The Directorate’s records indicated that the ruling was sent on 18 February 2010 to the parties. The Directorate will therefore use this date as the point of reference in determining whether or not a breach occurred.
According to the complainant, the advertisement appeared on 7 March 2010, which is only two weeks and three days after the ruling was issued. From information obtained from the Sunday Times, it appears that advertising has to be pre-booked three weeks before the publication month. Three weeks prior to 7 March 2010 would be 14 March 2010.
Therefore, it appears that the advertisement in the Sunday Times magazine was pre-booked before the ruling was issued, and as such it is understandable that the respondent could not prevent the offending advertisement from being published.
Accordingly, the respondent is not in breach of the Directorate previous ruling relating to the print advertisement appearing on Sunday Times magazine. This aspect of the breach allegation is therefore dismissed.
On 7 and 11 March 2010, the complainant submitted that the website has not changed as the claims are still being made or inferred. The respondent submitted that offending claims will be removed from the website and the brand name Slender Max will no longer be used in conjunction with the Hoodia Gel, Hoodia Caps and Hoodia Tincture. It committed itself to changing the website by 19 March 2010.
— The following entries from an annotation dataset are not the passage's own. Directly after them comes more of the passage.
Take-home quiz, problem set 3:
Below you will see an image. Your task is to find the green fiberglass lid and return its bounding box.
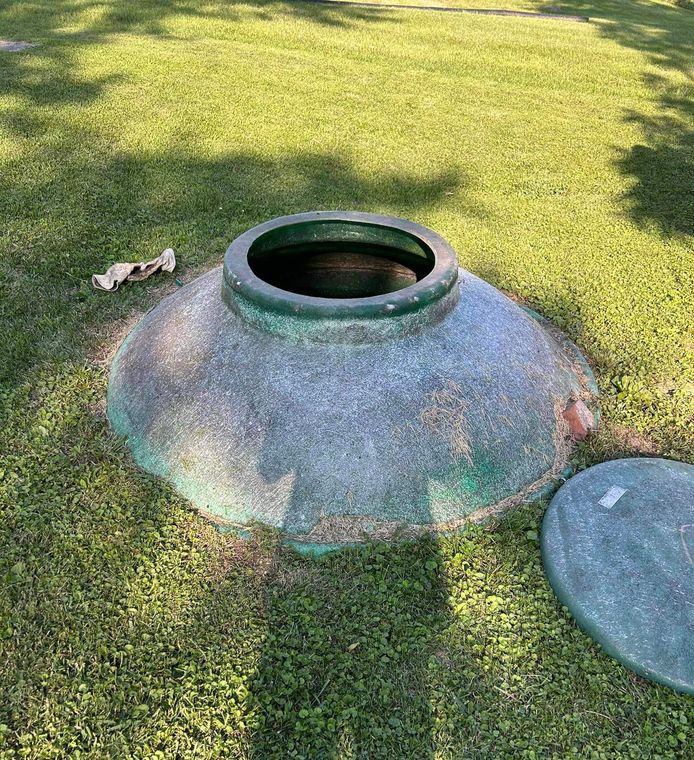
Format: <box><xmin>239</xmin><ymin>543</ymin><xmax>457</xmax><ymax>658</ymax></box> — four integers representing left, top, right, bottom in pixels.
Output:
<box><xmin>108</xmin><ymin>211</ymin><xmax>596</xmax><ymax>551</ymax></box>
<box><xmin>542</xmin><ymin>459</ymin><xmax>694</xmax><ymax>694</ymax></box>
The respondent was afforded an opportunity to elaborate on why it would take a month to change the website. However, no explanation was given. Therefore, the Directorate had no other option but to rule on the information before it.
The Directorate visited the respondent’s website on 18 March 2010 and noticed that images of packaging for some of the respondent’s products still contained references to the word “Slender” in contravention to the ruling dated 18 February 2010. Subsequent to that, however, no such references appear.
In the absence of additional clarity from the respondent, the Directorate has no option but to find that the respondent was in breach of the 18 February 2010 ruling as the offending claims still appeared a month after the ruling with no reasonable explanation for the delay in removing them.
Accordingly, the respondent’s use of the name “Slender” up to 18 March 2010 is in contravention of the Directorate ruling of 18 February 2010 and therefore in breach of Clause 15 of the Procedural Guide.
While the Directorate is at liberty to consider imposing a sanction on the respondent for this breach, it is noted that the respondent has had to amend its entire brand and all advertising spanning across various media. This has been done and the Directorate does not see a need to impose sanctions on the respondent at this time.